Jan 25, 2013 No Comments ›› Spit Stixx
Excerpted from The Hill: Rep. Mo Brooks (R-Ala.) this week proposed a balanced-budget amendment to the Constitution that would make the president’s failure to enforce that amendment an impeachable offense.
His Protecting America’s Solvency Act, H.R. 371, would let the debt ceiling rise by $1 trillion after congressional passage of the balanced-budget amendment. The ceiling could rise another $1 trillion after states ratify it.
The bill says the amendment must require federal spending not to exceed the revenue it collects, a goal it must meet after five years. But it does allow Congress to suspend this limit with a four-fifths majority vote, or by a simple majority during wartime.
If a budget deficit occurred for any other reason, the president would have to take “such steps as are necessary” to avoid it. Failure would leave him open to impeachment.
“The President may not order any increase in taxes or other revenue measures to enforce the Amendment,” the bill reads. “A President’s failure to prevent a prohibited fiscal year deficit is an impeachable offense.”
In an interview with The Hill, Brooks said he believes putting that kind of pressure on the president is needed to ensure the government avoids a deficit.
“Most states have a balanced-budget requirement,” he said. “In all states, it’s incumbent on the governor to ensure that spending equals revenue during the fiscal year.
“I have learned from experience that unless there is penalty … there is a significant risk that the executive, or for that matter the Senate or the House, won’t do it.”

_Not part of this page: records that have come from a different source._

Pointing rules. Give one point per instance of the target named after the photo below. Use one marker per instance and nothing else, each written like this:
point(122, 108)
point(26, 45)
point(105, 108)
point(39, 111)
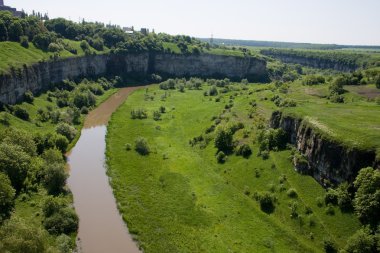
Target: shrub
point(362, 241)
point(329, 246)
point(55, 178)
point(66, 130)
point(267, 201)
point(224, 139)
point(221, 157)
point(292, 193)
point(139, 113)
point(331, 197)
point(366, 201)
point(64, 221)
point(20, 113)
point(213, 91)
point(141, 146)
point(7, 194)
point(244, 150)
point(24, 42)
point(156, 115)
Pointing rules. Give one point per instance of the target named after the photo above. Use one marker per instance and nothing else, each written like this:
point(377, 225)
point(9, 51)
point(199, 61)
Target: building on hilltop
point(14, 11)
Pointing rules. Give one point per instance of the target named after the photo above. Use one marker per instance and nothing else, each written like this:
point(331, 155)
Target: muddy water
point(101, 228)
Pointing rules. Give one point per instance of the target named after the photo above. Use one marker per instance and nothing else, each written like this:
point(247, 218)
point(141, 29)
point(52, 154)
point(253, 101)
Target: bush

Brooks said that because the bill would require a balanced budget to be passed in most years, any budget deficit that evolves over the fiscal year would likely be due to revenue shortfalls. Those shortfalls would likely be small and easily managed by the executive branch, he said.
Brooks said the issue of how to control the debt and deficit will only become more critical over time, especially given that each increase in the debt ceiling also adds to the government’s annual interest payments.
“Every time Washington increases the debt ceiling, more and more current revenue is devoted to debt service, rather than appropriate federal government functions,” he said. “So the situation just keeps getting worse and worse.”
Passage of the No Budget, No Pay Act effectively raises the debt ceiling by another $300 billion to $400 billion, which will tack on billions more per year in interest payments.
“That’s another six to eight billion dollars no longer available to provide needed services to the American people,” he said.